元来、言葉といふものは時代が進むに従つて、同じ言葉が非常に複雑な意味を持つやうになります。芝居といふ言葉、生活といふ言葉と、かう二つ並べましたが、何れも現代に於いてかなり面倒な言葉になりました。昔は芝居を観に行くと言へばそれで通用したのであります。ところが今、芝居を観に行く、といふと、それを聞いた人は、どんな芝居を観に行くかといふ疑問を直ぐ起したり、どういふ種類の芝居を観に行くかその観に行く芝居の種類に従つて相手の人間を判断出来るやうな時代になつて来ました。ですから今では、芝居を観に行くといふ言葉は殆んど実際に於ては使用されない。例へば歌舞伎へ行く、東宝へ行く、或は築地小劇場に行く、さういふやうな言ひ方をします。故に芝居といふ言葉が余程特別の意味を付けなければ通用しない時代がもう直ぐ来るだらうと思ひます。また生活といふ言葉も同様であります。生活に困るとか、生活の為に何々をするといへばはつきり判るのですが、「あの男は生活をもつてゐる」「あそこには生活がある」と言ふやうな言ひ方は此処にお集りの諸君にはその意味がお判りになると思ひますが、判らない人が日本には沢山あると思ひます。例をとるならば、恐らく日本中の代議士の九分迄は判らないでせう。(拍手・笑声あり)
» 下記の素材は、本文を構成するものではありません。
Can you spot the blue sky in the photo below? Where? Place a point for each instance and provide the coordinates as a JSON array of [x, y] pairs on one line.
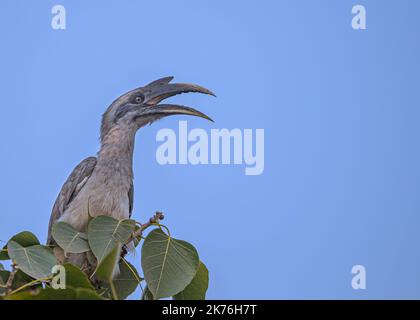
[[339, 107]]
さういふ風なやゝこしい言葉が今日どうしても必要なんです。それを使はなければ意味の通じないことが沢山あります。幸ひかういふやうな集りでは、我々が言はうとしてゐることが聴衆の皆さんにはピンと響くだらうと、確信を以て喋れるのは非常に愉快であります。
世間に出て、種々話が通じないと言ふもどかしさを、我々は随分感じ、また皆さんも御自分の周囲で感じられることが度々だらうと思ひます。さういふ時代の演劇に就いて話をするといふことが今日の会合の目的なんです。けれども、今迄既に種々専門的立場から、現代劇といふものに就いて、或は演劇の現代性、作品の現代性に就いてお話がありましたので、私はもつと雑文的に或は随筆的に話しをすることで勘弁して頂きます。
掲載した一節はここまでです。